Anybody who predicted that Syria would remain immune to the wave of unrest sweeping the Arab world since last December was in for a big surprise last week as violent demonstrations ripped through the southern town of Daraa, near the border with Jordan. It immediately snowballed into other towns and cities throughout Syria, reaching the port city of Latakia, Homs in the Syrian midland, and Damascus.
In most places, the demonstrators were chanting, "God, Freedom, Syria." Demonstrating peacefully is a constitutionally guaranteed right, and nobody knows how effective it can be better than the Baathists themselves, who used street power back in the 1950s (before they came to power) to bring down one government after another, literarily leading Syria towards union with Egypt in 1958.
One needs to differentiate, however, between peaceful demonstrators demanding legitimate political change, and violent ones creating nothing but chaos. In some parts of Syria, the demonstrators were indeed peaceful and legitimate. Opening fire at them was a grave error that needs to be punished.
In Homs and Latakia, however, the demonstrations were violent. There were no legitimate political demands in those two cities, but rather, nothing but the mob taking to the streets, eager to strike, loot, and vandalise.
That too is a crime that needs to be punished — and international media has sadly not differentiated between the two kinds of demonstrators. Even countries with the healthiest democratic systems do not tolerate street violence and mob rule.
When it comes to politics, the list of demands is long and legitimate: Lifting martial law that has been imposed on Syria since the Baathists came to power in 1963, allowing for political pluralism, ending arbitrary arrests, releasing political prisoners, calling for a free press, combating corruption, and changing the unpopular cabinet of Prime Minister Naji Al Otari, which has been in power since 2003.
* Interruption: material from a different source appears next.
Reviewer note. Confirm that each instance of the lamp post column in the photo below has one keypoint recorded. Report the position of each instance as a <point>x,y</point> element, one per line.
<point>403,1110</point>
Next summer there will be parliamentary elections in Syria and people are demanding that these elections be free and democratic, regardless of who wins a majority of seats. The pre-set quota of the Baath Party and its sister socialist parties in the National Progressive Front (NPF) needs to be cancelled, and similar transparency needs to prevail in the upcoming municipality elections. Additionally there needs to be a major face-lift of the judiciary and in the educational system.
Last Thursday, President Bashar Al Assad's senior political adviser Bouthaina Shaaban said that the political demands were legitimate, stressing that peaceful demonstrations will be tolerated — but not violent ones.
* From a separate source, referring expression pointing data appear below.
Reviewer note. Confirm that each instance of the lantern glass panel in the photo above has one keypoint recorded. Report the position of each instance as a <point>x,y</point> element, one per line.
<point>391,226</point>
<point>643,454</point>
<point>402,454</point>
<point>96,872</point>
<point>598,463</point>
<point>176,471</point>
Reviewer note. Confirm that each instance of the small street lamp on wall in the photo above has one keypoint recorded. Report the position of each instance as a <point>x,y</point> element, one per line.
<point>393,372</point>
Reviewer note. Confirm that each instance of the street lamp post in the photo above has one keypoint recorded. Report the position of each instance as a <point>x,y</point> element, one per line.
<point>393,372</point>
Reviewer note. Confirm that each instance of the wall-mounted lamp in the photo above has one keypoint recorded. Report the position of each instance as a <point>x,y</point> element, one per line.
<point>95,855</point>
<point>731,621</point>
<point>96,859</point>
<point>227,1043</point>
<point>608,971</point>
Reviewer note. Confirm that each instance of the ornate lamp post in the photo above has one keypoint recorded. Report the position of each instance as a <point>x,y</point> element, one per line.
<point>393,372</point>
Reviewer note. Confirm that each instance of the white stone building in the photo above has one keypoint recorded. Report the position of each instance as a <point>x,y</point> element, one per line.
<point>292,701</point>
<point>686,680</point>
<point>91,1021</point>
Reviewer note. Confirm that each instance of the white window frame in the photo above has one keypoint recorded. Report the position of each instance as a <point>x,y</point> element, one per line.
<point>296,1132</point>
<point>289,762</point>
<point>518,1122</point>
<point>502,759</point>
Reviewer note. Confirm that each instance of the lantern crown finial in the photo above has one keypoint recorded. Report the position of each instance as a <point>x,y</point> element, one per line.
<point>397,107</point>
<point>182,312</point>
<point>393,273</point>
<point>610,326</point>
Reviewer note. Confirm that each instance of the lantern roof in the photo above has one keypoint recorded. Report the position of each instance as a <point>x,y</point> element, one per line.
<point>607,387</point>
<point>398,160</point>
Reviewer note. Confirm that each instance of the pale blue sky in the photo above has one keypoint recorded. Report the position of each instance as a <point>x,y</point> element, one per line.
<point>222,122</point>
She revealed a basket of reforms that included releasing all detainees arrested in the Daraa events, raising wages by up to 30 per cent, and promising to do away with martial law. She emphasised that Al Assad had given strict orders not to shoot at peaceful demonstrations, offered condolences for the senseless loss of life in both camps, and literarily, asked Syrians to give their government and president, the benefit of the doubt.
According to sources in Damascus, martial law will indeed be lifted soon, the Al Otari cabinet will be changed, and serious debate is under way about the future role — if any — of the Baath Party. Political parties, even those opposed to the Baath, will be allowed within the next 30 days, and a new media law allowing for more freedoms will also go into effect next April.
The people of Syria now have two paths ahead of them. One is that of Al Assad, which calls for calm, and offers far-reaching reforms that would completely face-lift and revamp the entire composition of the Syrian regime.
This path promises to maintain the security, secularism, and stability of Syria while championing an Arab nationalistic hallmark that upholds the resistance in Lebanon and Palestine — two topics that are dear to the hearts of grass roots Syrians.
This path promises democracy via the British model, through evolution not revolution. Understandably, many are restless and claim that some of these promises are not new and have been heard before during the Baath Congress of 2005.
Among other things, this path promises to grant citizenship to the hundreds of thousands of stateless Kurds who have lived and worked in Syria for decades, and pledges to continue combating extremist groups like Al Qaida. All of this needs to be done this week — not in the open-ended future.
The second path is that of chaos and a very uncertain future at the end of the tunnel. It calls for bringing down the regime, shattering Syria's tranquillity, and thrusting the nation into a very murky future.
Syrians have two roads to choose from — both being calculated gambles. In the first, they would be betting on Al Assad — who remains immensely popular among young Syrians — and it requires giving him the benefit of the doubt. The second path would be betting on the unknown — a street movement that doesn't have a clear command, vision, or agenda.
As a Syrian writer who has family in Syria I would take the first option and encourage others to do so. Al Assad should get the benefit of the doubt because I wish to see a Syria made politically, morally, economically and educationally better.
Sami Moubayed is editor-in-chief of Forward magazine.